An interview with Marie Howe behind the scenes of the Aldeburgh Poetry Festival with Nick Patrick, produced by The Poetry Trust.


Nick Patrick: Marie, I won't be the first person to say that there is a lot of pain in your poetry. But is that a positive as well as a negative thing?

Marie Howe: Poetry saved my life—growing up and finding poems that reflected back to me psychological and emotional states that I was confronting. It's an art that addresses the truth that we are living and dying at the same time. What could be stranger than that?

And yet we have this glorious morning, with the North Sea shining and the sun rising and the gulls squawking and each other's company. So all of this is always happening all at once. I find life to be so exciting and so full of joy, but all joy has pain in it, because of what we already know, and what we've already lost.

NP: Is that a position you've arrived at? Or if we sat here thirty years ago, would you have said exactly the same thing?

MH: I'm older now, of course. And so the great good news, I find, about getting older is that at every opportunity, we have a chance to either open to it or close to it. And the great thing about art is that art helps us to let our hearts break open, rather than close. Everybody has known unimaginable moments of loneliness. Everyone we know has known pain and fear. And yet art can help us open to those moments rather than shut to those moments.

So writing poetry and reading poetry has been a way of experiencing life so that everything can be contained in the human heart. Nothing is excluded.

NP: You were talking about going places where, maybe, you shouldn't go when you write. That clearly can be a painful experience too.

MH: Well, even to write about joy is almost unbearable. But every poem is a new experience. There are taboos one has personally—because of the way one was brought up—as a woman or as a man or as a mother or as a daughter. I just saw Howl, the movie about Allen Ginsberg, and the great thing is it's really about the poem. Allen says in an interview, "I wrote this poem for my friends. I didn't think anybody else would read it. I was afraid my daddy would be upset if he read it."

And now it's "Howl," a poem that has meant so much to so many people. But he had to tell himself that nobody would see it, so as to give himself the freedom to sing it.

NP: Is that what you did?

MH: I often pretend that no one will ever, ever see the poem. All of us want to protect ourselves. We want to come off looking good. So how do you get rid of that desire to always look like the hero of your own poem?
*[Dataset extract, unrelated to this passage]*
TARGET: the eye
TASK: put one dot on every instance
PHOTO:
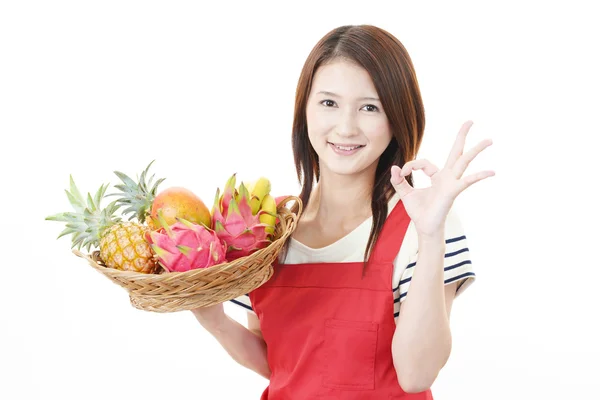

Especially recently, I have no desire to be the hero anymore. And the most interesting things to me are the parts of ourselves that we would disown. Because they're there—even as a country. For example, I come from the United States. We disown our shadow. We disown it as a country. We do not own what we're doing in the world that is illegal, aggressive, inhuman. And as people, we need to own our shadows. Art can help us do that.

NP: I don't know how you feel about anniversaries. They're often overplayed these days, but 2011 is the 30th year since the HIV pandemic was first spotted in California (even though now we know that it goes way back). But that's shaped you too, hasn't it?

MH: Oh, yes. My brother died from the AIDS virus and many of my friends. Death came, as it has for generations and throughout thousands of years—in the plagues, and the cholera epidemics and in the flu epidemics. It came to the United States of America, which has been so protected.

It came in, and it came fast. And people died so quickly. Young people, beautiful healthy people, died so quickly.

It was a way of waking up to what always happens to humans throughout the rest of the world. Yes, it had a big effect on me. My brother John said to me one time, "It's so suprising to me that everyone's walking around, and they don't know they're going to die."

He was twenty-eight, and he knew he was. And when John died, it became very clear to me that I would too. So there's a kind of death consciousness that has always been part of me.

I was raised as a Catholic in a convent school—with all the monks who pray with a skull in front of them. That was very much a part of my consciousness growing up as well. Lives of the Saints. All of that. People who were aware of their finitude. It makes the world...well, what did Wallace Stevens say? "Death is the mother of beauty."